Look at some of the attributes of love as expressed in 1 Corinthians 13. Which ones might you find the most difficult to reveal in your own life? Perhaps you tend toward impatience, toward pride, or toward evil surmising—or even all these things. How can you be changed? Look up John 15:5. What is Jesus saying here that offers us the hope that we, too, can reflect agape love in our own lives?  




THURSDAY

July 1

God Always Comes First (Luke 14:26).

Living as a Christian is a matter of getting our priorities right. A life in which we and our own interests come first is not a Christian life but a pagan existence. We will need to remember this constantly during the coming weeks as we study various interhuman relationships.

In what provocative way did Christ emphasize the need to prioritize our relationships? Matt. 10:37, Luke 14:26. What do you believe that Jesus was telling us with these words?  



What does it mean that we are to hate our loved ones for the sake of Christ? "Scripture usage makes it clear that this is not 'hate' in the usual sense of the word. In the Bible, 'to hate,' often should be understood simply as a typical Oriental hyperbole meaning 'to love less' (see Deut. 21:15-17). . . . Whoever has personal interests that take precedence over loyalty to Christ and devotion to His service will find it impossible to meet the requirements Christ makes of him. At all times and under all circumstances the call of the kingdom must take precedence."—The SDA Bible Commentary, vol. 5, pp. 811, 812.  

In one sense, there seems to be almost a contradiction here: In a study on how we should relate to others, we bring in Jesus' statements that, on the surface, seem to downplay interpersonal relationships. Yet, that's only on the surface. The point is that in order for us truly to have the kind of relationship with others the Lord wants for us, we need to keep Him first and foremost in our lives. Only from our relationship with Him can we then act toward others as He would have us do. Because of what Jesus has done for us at the Cross—by reestablishing the bond between heaven and earth—can we have a relationship with Him.

A young woman, severely damaged by an abusive father, has found it all but impossible to develop long-lasting and meaningful relationships with anyone now. Why must she go to the Cross to begin the healing process? What would tell her she would find healing there? 




FRIDAY

July 2

Further Study:  

  Read from Ellen G. White, Welfare Ministry, pp. 29-41.

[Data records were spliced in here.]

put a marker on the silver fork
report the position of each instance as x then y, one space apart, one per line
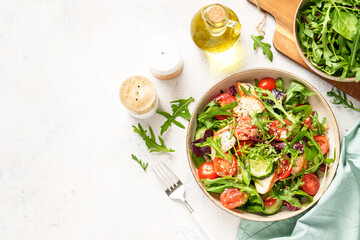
175 189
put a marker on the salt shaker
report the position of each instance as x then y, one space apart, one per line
139 97
164 57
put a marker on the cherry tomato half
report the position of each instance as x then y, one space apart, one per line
323 142
206 170
311 185
224 167
279 130
267 84
241 145
243 127
224 99
232 198
268 201
284 169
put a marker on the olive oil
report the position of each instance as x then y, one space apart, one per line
215 28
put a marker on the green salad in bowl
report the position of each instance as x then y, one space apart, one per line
261 146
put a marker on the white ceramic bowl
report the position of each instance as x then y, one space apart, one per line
304 58
317 102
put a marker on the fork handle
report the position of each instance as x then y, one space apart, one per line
203 226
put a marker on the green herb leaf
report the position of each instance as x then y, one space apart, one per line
142 164
344 23
150 141
339 97
215 144
334 48
180 108
297 94
265 46
198 161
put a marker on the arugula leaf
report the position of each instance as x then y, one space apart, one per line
215 144
150 142
265 46
297 94
142 164
328 32
180 108
354 48
277 104
198 161
344 23
279 84
341 98
318 127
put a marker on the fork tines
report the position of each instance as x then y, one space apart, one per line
168 180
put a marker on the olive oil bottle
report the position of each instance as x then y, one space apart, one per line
215 28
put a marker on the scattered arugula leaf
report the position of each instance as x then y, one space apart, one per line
265 46
150 142
142 164
180 108
341 98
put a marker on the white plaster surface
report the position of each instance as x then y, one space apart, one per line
65 138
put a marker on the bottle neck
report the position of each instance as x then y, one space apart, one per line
216 18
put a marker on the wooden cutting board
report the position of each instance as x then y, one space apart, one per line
284 41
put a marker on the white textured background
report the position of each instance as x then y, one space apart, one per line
65 138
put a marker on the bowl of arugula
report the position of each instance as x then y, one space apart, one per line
267 181
327 36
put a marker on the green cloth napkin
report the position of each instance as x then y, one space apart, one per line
335 216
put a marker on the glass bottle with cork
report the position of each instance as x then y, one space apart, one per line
215 28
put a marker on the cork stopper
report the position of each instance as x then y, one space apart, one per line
138 95
216 14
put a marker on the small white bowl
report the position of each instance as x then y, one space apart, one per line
317 102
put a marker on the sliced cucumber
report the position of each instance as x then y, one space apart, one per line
261 168
200 132
273 208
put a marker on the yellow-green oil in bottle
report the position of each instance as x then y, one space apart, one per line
215 28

"It is only by an unselfish interest in those in need of help that we can give a practical demonstration of the truths of the gospel. 'If a brother or sister be naked, and destitute of daily food, and one of you say unto them, Depart in peace, be ye warmed and filled; notwithstanding ye give them not those things which are needful to the body; what doth it profit? Even so faith, if it hath not works, is dead, being alone.' 'And now abideth faith, hope, charity, these three; but the greatest of these is charity.' "—Welfare Ministry, p. 32.  

Discussion Questions:

    In today's world ethnic diversity often appears to be a source of hatred and conflict or seems to lead to an unhealthy kind of nationalism and sense of superiority. Has ethnic bias ever influenced your thinking in a negative way? How can ethnic identity be a positive force, both in society and in the church? Or is it always negative?  

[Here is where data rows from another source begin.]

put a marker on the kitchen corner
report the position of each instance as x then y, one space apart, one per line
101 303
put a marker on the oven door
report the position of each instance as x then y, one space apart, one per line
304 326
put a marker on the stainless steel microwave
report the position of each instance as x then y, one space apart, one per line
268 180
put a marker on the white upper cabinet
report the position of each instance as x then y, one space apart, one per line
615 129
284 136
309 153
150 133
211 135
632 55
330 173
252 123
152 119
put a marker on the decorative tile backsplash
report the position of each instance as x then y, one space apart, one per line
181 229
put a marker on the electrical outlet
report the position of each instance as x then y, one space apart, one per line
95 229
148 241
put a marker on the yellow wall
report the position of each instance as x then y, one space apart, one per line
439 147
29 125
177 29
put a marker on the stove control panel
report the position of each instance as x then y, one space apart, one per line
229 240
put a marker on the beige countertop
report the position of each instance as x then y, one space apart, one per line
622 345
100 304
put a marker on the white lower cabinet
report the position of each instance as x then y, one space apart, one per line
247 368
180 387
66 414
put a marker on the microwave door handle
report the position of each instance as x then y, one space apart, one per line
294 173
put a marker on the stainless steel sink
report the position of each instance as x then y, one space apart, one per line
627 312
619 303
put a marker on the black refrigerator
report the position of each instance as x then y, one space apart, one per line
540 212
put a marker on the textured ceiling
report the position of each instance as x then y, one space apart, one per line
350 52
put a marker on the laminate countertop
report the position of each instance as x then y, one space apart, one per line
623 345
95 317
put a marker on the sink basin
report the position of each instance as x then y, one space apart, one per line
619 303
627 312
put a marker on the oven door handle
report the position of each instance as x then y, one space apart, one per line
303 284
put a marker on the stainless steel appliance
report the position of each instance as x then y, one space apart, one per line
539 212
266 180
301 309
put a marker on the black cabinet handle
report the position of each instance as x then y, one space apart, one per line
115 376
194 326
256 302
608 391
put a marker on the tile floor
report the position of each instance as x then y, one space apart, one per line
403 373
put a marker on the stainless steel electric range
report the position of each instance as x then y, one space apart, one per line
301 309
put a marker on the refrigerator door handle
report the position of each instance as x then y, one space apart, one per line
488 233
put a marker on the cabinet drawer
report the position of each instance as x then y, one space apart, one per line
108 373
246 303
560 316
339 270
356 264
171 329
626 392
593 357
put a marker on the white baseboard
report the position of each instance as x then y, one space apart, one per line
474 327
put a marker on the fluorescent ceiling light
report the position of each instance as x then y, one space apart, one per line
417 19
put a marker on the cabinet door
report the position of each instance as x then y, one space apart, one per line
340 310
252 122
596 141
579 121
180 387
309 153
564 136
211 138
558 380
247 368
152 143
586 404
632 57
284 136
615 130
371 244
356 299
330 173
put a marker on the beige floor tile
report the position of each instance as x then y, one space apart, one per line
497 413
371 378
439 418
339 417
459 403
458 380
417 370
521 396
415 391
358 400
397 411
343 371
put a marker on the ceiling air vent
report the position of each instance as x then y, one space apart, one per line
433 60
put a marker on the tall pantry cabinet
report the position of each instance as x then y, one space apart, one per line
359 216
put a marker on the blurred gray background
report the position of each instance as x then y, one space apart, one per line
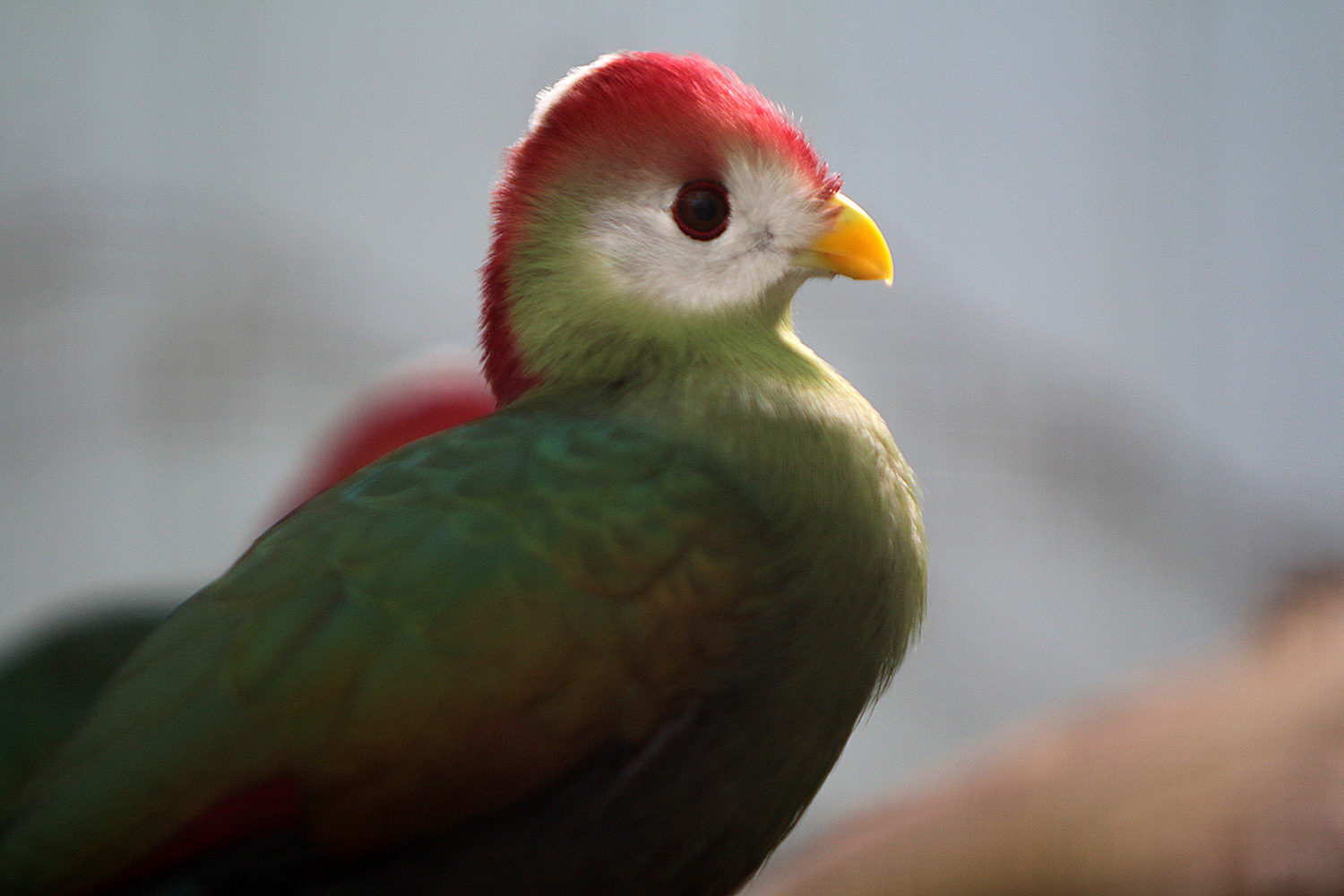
1113 351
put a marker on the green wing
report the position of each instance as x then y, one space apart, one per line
432 640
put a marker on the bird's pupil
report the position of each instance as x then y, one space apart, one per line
704 207
702 210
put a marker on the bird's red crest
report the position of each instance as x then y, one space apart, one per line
623 110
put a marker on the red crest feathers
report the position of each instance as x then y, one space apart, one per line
685 113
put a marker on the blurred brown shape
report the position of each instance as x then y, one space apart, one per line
1215 778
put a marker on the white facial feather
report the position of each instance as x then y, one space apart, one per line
773 214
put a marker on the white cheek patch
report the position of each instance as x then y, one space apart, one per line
771 215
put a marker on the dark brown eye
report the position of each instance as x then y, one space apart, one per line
702 210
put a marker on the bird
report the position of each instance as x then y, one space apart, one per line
609 638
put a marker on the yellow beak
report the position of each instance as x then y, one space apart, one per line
852 246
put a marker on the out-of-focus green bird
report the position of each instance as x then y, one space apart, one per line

  As much as time allows, read through the Gospels and see how much emphasis Jesus placed on how we should relate to others. What do the Gospels tell us about how important this topic is for those who claim to be His followers? 

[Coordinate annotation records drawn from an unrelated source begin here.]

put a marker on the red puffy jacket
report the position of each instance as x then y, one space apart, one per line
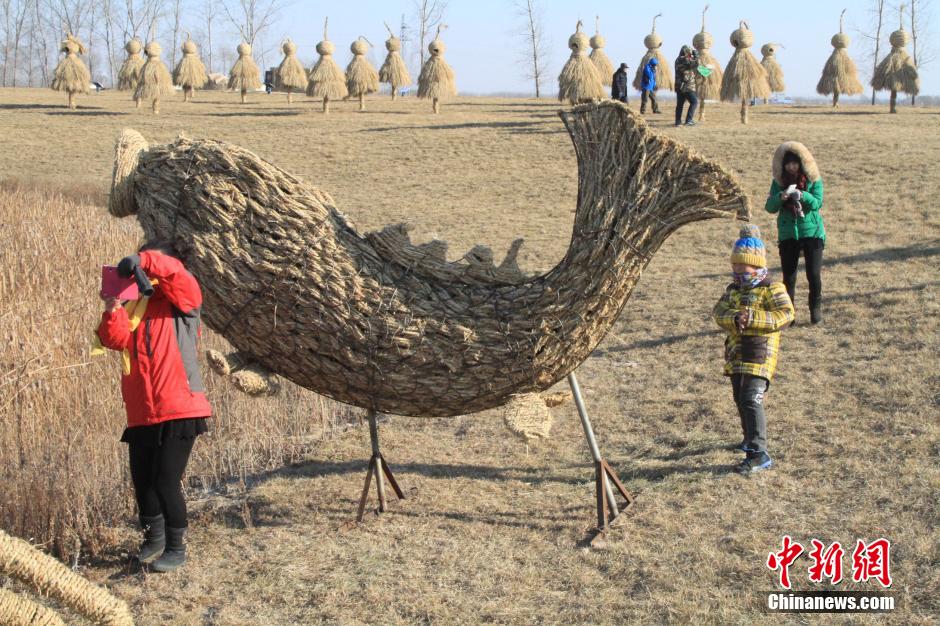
164 383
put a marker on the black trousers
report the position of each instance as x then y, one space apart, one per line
157 472
811 248
681 98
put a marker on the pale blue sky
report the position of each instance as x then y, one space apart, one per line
484 53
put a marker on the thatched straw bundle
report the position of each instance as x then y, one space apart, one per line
244 75
291 74
654 43
326 80
437 80
579 80
129 73
772 67
744 77
708 87
394 71
840 75
361 77
375 321
71 75
897 71
190 73
155 81
46 575
600 59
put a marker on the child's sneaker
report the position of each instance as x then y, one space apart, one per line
754 462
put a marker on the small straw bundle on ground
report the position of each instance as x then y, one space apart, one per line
48 576
744 77
579 80
840 75
600 59
361 77
654 43
897 71
155 81
129 74
437 79
772 67
291 75
326 80
394 71
190 73
244 75
708 87
71 75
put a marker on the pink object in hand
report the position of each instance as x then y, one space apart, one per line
113 286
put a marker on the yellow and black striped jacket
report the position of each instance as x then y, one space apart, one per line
754 350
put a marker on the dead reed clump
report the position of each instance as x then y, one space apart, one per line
244 75
155 81
291 75
326 81
579 80
361 77
190 72
71 75
394 71
840 76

  Read Ephesians 2:11-18. How do these verses help us better understand the closeness we can now have with the Lord, a closeness that will impact how we relate to others? 

Summary:

  Religion has social dimensions. It is important to recognize that people have been created for community and are destined to live in relationships with others. We must remember that serving God has both vertical and horizontal aspects. We do well to reflect regularly on whether we allow God to have priority in our life and whether all our interactions with others fit into the larger framework of our relationship with Him.  


I N S I D E Story    
The Bus Ride: Part 1

by KRASIMIR KAREV

It was a bitterly cold evening. I pulled my scarf tighter around me as I hurried from vespers to the bus stop. I shivered against the cold and tried to shield myself from the wind and blowing snow. I arrived at the bus stop to find just one other person standing there, a man in his forties. He hunched down into his jacket and barely looked up to greet me. Then we stood silently, waiting for the bus.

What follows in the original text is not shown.